Remember the other night when I showed some drawings and carvings, I included this one that I was working for the frame I’m cutting.
Here is the brace with that design on it – done in pine, frustrating carving softwood. It’s not like carving oak.
I know this pattern from surviving carvings on oak furniture made in Devon in the 2nd half of the seventeenth century. I have a fair number of reference photographs of works I studied over there, and related ones made here in Massachusetts. But by far, the best on-line reference for Devon oak furniture is Paul Fitzsimmons’ Marhamchurch Antiques website. I always open his emails, and always take the time to look at his newest offerings. They never disappoint. http://www.marhamchurchantiques.com/current-stock/all/
Here’s that motif from a chest Paul posted some time back:
The bottom rail is the one I’m thinking of, the top rail is related, but a variation. Here’s another, I forget where this photo came from, the chest is Devon, c. 1660-1700.

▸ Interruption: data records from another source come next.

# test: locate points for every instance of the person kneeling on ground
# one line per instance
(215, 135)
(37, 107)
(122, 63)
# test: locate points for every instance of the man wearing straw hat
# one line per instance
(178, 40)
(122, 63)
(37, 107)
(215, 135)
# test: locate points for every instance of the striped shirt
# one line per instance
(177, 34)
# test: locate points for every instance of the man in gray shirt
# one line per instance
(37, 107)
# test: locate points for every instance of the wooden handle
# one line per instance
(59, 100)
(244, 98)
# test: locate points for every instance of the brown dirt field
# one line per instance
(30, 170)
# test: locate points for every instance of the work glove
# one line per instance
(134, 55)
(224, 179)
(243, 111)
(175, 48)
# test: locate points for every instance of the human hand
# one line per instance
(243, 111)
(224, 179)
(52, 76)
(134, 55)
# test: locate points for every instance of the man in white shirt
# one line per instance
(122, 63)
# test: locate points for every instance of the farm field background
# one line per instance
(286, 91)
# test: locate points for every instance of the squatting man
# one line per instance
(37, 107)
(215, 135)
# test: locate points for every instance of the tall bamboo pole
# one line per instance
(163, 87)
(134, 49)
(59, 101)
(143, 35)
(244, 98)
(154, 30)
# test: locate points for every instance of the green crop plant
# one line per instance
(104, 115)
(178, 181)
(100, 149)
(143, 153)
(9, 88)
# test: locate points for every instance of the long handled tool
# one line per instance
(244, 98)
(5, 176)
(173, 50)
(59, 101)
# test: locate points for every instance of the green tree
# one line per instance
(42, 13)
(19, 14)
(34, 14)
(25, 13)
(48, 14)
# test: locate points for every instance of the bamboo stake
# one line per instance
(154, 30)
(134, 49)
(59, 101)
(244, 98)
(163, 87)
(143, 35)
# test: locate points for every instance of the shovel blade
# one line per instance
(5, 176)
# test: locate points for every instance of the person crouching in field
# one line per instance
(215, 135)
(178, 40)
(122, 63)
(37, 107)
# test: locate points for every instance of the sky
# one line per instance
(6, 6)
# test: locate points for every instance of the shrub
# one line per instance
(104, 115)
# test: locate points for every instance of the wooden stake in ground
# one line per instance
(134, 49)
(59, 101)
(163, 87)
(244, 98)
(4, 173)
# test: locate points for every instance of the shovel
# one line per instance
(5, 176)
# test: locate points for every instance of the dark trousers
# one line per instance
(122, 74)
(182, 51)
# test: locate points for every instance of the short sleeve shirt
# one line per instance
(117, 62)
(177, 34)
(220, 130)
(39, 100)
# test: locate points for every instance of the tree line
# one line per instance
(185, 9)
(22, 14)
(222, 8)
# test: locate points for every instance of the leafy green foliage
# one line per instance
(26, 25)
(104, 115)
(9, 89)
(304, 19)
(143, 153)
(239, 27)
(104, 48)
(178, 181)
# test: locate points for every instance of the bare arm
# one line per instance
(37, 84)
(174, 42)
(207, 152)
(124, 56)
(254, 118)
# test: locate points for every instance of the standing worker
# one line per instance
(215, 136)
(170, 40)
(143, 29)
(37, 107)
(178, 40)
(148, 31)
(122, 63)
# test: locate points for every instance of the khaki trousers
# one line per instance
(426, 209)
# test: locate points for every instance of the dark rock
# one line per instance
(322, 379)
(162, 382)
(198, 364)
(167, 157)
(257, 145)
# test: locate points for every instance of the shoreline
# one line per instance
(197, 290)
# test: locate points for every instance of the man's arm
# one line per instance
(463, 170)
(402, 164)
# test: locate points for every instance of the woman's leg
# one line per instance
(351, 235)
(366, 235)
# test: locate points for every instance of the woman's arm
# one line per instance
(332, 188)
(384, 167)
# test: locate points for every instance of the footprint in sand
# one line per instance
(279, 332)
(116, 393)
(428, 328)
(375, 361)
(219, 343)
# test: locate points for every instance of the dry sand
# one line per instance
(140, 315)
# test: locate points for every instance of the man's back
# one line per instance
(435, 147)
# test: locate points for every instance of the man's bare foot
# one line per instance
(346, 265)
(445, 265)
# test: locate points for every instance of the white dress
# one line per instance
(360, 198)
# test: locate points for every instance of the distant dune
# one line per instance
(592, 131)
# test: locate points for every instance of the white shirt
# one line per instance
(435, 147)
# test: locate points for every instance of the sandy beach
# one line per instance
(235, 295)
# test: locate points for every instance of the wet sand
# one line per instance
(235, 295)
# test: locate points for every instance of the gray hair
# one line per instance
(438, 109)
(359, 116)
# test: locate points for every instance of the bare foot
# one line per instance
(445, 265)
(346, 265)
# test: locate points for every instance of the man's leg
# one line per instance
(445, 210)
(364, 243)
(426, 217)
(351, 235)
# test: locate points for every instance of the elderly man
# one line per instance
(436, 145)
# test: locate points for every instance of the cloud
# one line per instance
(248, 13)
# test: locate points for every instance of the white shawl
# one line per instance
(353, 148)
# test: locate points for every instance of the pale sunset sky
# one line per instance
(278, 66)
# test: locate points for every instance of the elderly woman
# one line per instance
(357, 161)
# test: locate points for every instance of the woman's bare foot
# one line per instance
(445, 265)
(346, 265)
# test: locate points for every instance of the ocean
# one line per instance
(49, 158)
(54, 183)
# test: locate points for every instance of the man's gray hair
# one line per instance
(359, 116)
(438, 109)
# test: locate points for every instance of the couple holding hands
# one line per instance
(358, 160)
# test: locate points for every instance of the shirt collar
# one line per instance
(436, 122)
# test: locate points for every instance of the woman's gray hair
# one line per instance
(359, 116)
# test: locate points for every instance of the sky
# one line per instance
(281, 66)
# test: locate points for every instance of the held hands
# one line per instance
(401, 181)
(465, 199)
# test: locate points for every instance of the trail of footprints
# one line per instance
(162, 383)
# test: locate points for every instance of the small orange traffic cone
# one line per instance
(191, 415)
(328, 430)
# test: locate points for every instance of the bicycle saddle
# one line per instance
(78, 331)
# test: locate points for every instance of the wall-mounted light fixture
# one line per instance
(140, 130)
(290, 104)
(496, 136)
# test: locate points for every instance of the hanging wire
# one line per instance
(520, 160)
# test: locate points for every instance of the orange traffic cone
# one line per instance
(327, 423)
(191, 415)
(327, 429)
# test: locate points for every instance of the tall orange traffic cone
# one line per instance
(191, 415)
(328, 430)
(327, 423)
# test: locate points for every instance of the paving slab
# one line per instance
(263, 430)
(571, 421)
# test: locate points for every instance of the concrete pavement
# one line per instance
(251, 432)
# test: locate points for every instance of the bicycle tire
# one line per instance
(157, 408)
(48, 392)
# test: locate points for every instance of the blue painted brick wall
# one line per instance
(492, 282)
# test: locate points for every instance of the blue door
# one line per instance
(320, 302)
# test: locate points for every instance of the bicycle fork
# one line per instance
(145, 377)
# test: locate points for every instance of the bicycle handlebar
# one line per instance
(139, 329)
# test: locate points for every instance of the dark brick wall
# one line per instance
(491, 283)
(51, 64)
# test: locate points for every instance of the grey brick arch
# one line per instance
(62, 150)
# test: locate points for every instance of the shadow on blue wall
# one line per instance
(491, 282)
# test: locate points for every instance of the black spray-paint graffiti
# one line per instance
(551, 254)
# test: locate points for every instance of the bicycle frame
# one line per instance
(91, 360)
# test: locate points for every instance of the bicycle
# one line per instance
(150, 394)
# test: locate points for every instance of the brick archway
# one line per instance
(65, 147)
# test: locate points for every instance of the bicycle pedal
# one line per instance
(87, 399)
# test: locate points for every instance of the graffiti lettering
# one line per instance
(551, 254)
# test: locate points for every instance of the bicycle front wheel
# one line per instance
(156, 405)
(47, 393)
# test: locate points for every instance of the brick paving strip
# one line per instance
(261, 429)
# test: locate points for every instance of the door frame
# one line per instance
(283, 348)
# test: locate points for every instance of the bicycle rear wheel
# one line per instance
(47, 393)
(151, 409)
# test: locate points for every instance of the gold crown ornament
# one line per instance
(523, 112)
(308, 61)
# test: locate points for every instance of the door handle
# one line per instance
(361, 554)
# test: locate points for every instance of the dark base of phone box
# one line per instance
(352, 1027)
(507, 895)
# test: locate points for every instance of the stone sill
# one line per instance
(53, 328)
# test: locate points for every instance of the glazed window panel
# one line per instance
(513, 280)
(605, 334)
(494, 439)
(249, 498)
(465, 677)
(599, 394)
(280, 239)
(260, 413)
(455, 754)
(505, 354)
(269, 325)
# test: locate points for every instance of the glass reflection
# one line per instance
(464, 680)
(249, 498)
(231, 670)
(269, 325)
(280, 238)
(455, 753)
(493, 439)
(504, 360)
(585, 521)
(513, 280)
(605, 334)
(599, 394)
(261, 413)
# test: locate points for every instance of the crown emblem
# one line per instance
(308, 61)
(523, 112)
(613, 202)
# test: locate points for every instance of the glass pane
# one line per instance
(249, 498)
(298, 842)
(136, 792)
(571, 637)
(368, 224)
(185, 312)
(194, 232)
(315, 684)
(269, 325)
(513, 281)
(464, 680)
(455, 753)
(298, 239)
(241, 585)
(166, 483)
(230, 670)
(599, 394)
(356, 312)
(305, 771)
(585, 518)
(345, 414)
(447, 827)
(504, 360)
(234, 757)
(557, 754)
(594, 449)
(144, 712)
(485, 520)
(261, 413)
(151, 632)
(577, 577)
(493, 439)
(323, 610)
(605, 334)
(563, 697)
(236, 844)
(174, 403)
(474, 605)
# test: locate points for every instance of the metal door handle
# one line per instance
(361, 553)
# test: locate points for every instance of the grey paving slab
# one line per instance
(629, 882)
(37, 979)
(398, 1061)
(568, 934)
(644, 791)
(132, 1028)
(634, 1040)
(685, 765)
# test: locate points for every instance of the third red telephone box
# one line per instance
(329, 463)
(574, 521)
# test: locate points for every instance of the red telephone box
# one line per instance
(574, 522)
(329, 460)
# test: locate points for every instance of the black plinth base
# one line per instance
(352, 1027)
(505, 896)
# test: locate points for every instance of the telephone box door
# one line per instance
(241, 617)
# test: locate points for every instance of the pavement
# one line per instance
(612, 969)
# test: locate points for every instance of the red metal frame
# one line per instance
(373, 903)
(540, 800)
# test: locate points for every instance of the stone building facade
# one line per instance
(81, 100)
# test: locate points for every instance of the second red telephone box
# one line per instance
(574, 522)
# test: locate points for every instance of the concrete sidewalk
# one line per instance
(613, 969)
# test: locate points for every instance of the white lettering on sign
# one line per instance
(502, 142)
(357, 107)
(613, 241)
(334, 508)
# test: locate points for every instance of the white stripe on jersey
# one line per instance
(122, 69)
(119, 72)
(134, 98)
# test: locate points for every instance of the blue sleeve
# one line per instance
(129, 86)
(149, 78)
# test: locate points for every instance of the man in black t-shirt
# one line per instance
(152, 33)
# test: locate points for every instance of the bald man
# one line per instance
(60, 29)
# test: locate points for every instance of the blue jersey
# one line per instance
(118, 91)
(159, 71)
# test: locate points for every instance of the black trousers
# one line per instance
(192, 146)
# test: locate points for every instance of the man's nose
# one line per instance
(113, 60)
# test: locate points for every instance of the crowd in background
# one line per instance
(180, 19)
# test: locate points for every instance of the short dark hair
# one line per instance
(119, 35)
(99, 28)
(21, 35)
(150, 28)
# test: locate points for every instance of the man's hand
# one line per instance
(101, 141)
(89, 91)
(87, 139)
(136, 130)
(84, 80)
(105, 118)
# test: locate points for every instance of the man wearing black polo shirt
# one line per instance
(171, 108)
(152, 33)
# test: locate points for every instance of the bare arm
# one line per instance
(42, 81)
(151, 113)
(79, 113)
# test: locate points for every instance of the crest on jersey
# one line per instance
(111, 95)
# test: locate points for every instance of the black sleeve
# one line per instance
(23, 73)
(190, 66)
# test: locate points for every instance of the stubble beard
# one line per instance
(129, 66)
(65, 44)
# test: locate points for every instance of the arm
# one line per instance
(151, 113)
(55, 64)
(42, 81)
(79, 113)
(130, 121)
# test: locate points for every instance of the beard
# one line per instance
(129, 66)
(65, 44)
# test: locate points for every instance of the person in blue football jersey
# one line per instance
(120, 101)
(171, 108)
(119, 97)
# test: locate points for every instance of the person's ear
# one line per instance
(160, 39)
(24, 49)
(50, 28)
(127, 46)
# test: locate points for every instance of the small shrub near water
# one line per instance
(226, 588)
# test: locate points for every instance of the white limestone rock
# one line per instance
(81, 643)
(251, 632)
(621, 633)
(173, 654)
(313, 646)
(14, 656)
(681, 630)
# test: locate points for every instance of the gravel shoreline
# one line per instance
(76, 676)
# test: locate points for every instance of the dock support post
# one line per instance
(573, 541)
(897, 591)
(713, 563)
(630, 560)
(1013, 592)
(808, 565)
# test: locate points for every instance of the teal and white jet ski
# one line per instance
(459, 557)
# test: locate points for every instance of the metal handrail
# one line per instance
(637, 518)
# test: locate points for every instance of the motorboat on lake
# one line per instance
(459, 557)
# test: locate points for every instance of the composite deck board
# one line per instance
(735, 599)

While scrolling through some reference materials here at home the other day, I remembered Thomas Trevelyon. His story is complicated, but he produced perhaps 3 manuscripts, c. 1608-1616 of various subjects. Astounding stuff. In some of my last years at the museum, our reference library received a facsimile copy of one of these, I think I might have been one of only two people to even look at it. These aren’t pattern books, because they were never printed – they’re manuscripts. I never got straight what the purpose was. BUT – purpose or not, here, the border of this illustration is what I was remembering:
This one’s from University College, London – I got it from here, http://collation.folger.edu/2012/12/a-third-manuscript-by-thomas-trevelyontrevelian/
where you can read much of the story about Trevelyon. One of his manuscripts is now digitized & available here: http://folgerpedia.folger.edu/Word_%26_Image:_The_Trevelyon_Miscellany_of_1608
He uses this border a lot in the UCL manuscript. Sometimes there’s a flower between the S-scrolls. This pattern will make its way into all of my furniture-carving classes this year. It’s great fun to connect the dots like this.